As data scientists, we love participating in some initiatives outside the scope of our daily jobs. This gives us the ability to learn new things that are not directly related to our field of expertise and take a fresh look into complex analytical problems. At the same time, these kinds of experiences allow us to collaborate with colleagues who normally work in separate projects and enrich our network of contacts. Last year, we participated for the first time in the FEIII 2018 challenge. It was such a great experience, that this year we have decided to collaborate with the University of Maryland in organizing the challenge as well.
What does FEIII stand for?
The Financial Entity Identification and Information Integration (FEIII) is a challenge hosted by the workshop “Data Science for Macro-Modeling with Financial and Economic Datasets” (DSMM). This workshop is held simultaneously with the SIGMOD Conference. SIGMOD is one of the most well-known conferences in the field of database management.
In the last years, it has increased its scope to the application of machine learning to database management problems, and to end-to-end machine learning.

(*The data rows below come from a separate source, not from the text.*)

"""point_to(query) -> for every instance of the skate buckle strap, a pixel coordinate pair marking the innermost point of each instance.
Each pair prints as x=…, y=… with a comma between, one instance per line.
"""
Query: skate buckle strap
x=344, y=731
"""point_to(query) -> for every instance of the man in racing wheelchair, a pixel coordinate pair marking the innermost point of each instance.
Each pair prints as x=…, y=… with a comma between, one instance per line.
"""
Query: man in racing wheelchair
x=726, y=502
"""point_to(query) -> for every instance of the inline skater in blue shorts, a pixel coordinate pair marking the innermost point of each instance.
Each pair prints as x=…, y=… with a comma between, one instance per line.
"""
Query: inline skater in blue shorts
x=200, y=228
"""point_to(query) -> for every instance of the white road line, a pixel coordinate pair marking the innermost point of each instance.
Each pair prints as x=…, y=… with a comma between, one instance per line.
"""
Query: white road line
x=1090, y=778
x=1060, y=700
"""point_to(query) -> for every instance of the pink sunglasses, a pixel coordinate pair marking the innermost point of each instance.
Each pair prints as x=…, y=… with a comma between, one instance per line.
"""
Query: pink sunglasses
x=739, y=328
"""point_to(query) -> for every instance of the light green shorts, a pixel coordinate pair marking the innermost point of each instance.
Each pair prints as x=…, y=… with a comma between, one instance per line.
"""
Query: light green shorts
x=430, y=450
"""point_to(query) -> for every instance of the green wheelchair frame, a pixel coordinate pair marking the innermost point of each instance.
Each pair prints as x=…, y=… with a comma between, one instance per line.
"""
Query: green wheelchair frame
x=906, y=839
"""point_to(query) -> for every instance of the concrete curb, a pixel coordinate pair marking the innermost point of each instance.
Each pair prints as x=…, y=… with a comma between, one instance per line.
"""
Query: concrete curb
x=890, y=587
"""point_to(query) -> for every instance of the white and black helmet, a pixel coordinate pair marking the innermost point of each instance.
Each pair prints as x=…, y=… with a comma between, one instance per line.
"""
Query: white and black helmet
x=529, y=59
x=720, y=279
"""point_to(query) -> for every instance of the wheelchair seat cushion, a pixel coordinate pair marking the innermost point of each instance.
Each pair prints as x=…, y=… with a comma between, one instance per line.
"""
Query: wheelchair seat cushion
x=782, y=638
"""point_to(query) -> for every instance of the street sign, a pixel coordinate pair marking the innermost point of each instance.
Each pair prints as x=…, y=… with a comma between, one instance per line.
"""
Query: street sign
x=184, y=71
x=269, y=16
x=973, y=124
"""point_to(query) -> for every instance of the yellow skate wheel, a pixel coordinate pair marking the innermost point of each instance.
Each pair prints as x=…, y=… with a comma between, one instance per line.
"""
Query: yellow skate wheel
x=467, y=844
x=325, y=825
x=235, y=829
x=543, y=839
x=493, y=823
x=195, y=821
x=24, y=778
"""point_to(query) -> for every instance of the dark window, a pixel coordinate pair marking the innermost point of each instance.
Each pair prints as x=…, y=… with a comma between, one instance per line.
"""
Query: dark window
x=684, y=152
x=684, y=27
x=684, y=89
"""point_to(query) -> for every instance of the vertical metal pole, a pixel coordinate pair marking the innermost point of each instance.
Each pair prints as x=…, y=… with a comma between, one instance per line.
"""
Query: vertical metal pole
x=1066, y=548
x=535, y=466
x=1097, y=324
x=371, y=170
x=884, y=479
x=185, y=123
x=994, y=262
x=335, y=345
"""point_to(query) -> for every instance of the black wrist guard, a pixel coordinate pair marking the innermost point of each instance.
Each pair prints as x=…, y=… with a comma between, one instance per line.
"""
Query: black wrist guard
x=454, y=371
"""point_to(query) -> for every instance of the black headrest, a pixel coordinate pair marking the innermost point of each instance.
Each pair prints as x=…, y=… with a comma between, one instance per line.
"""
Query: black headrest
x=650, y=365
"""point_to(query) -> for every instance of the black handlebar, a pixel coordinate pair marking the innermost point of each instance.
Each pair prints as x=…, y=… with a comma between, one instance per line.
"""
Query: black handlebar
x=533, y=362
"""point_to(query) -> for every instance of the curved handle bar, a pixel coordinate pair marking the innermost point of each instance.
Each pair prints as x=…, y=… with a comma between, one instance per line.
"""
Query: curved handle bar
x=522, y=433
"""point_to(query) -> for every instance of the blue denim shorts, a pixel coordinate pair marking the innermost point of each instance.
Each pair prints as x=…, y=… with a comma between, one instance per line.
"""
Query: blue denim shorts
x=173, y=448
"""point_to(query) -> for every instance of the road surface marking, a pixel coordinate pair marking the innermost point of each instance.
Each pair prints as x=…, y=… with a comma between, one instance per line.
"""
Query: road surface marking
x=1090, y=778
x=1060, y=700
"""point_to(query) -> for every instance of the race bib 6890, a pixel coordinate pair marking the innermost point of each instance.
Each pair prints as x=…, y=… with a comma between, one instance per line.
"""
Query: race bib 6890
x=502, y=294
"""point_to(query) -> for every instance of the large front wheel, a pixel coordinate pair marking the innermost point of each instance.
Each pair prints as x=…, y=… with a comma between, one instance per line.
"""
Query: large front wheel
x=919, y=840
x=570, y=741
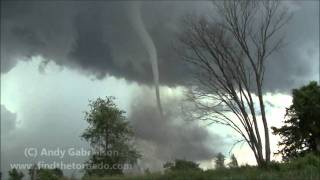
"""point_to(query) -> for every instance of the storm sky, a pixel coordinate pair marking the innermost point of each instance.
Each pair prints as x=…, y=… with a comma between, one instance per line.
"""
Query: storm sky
x=55, y=56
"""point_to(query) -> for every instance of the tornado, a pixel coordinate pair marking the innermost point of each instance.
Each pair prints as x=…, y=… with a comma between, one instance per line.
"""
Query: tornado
x=148, y=43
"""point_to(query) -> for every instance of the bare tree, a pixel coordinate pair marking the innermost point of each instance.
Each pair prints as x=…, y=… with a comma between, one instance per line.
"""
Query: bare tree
x=228, y=55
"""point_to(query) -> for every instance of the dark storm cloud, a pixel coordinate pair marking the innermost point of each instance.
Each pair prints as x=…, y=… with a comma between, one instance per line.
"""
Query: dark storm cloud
x=8, y=121
x=97, y=38
x=169, y=137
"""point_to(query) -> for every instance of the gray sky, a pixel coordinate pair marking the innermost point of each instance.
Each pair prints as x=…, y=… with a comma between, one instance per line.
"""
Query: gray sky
x=55, y=56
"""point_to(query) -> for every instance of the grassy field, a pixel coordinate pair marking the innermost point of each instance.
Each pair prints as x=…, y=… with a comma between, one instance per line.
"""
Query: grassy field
x=307, y=168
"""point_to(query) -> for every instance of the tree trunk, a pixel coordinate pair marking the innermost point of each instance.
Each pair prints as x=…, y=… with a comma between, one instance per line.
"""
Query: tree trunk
x=265, y=125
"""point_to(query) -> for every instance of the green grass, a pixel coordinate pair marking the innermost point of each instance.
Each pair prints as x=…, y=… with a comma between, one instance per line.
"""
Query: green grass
x=306, y=168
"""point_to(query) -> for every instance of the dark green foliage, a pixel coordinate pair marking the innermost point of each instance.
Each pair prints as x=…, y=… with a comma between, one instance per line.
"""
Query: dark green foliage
x=47, y=174
x=181, y=165
x=301, y=132
x=303, y=168
x=110, y=137
x=233, y=163
x=220, y=161
x=14, y=174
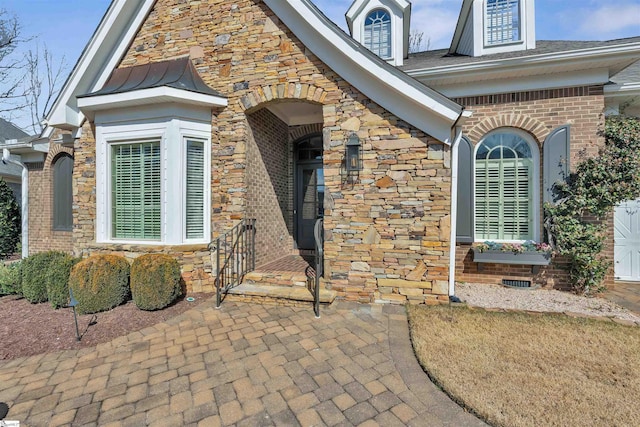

DSMM workshop’s goal serves two purposes: Firstly, to extract useful insights from financial data. On the one hand, there are multiple open data sources ready to be used for this purpose. On the other hand, there are multiple key industry players and government organizations interested in these insights. There’s room to make important contributions to this field.
Secondly, the workshop wants to find the most appropriate methods for dealing with this task and try to build a benchmark of different approaches, so that later on the same methods can be extrapolated to other data. This purpose is very useful for BBVA Data & Analytics, where we deal with very different data in terms of privacy, language, and features but we face similar challenges when it comes to cleaning and integrating separate data sources or building a financial knowledge graph.
The way DSMM tries to achieve its goal is to gather a community of people both in Academia and Industry and make them collaborate. Here it’s where the FEIII challenge comes into play, organizing a long-term challenge (it lasts over a month) so that more than just preliminary approaches can be used. But organizing a challenge it’s not straightforward.
Which are the FEIII challenge organization difficulties?
One of the main difficulties when trying to put different people working for the same goal is data. Because of privacy policies, data can’t be easily shared. Therefore, FEIII challenge tries to focus on public data as the starting point.
This year we are lucky to count on Enigma to provide a terrific dataset, full of economic signals and analytic challenges. As recently described by Forbes, Enigma is a company providing free curated public data. Its ability to rapidly make sense of this data and link it to private data has attracted some of the world’s leading companies, from BlackRock to PayPal.
The Dataset: U.S. Customs and Border Protection’s ‘Automated Manifest System’ (AMS)
This year the challenge is based on a comprehensive dataset of the bills of lading header information from the U.S. Customs and Border Protection Agency’ Automated Manifest System (AMS), for incoming US shipments in 2018.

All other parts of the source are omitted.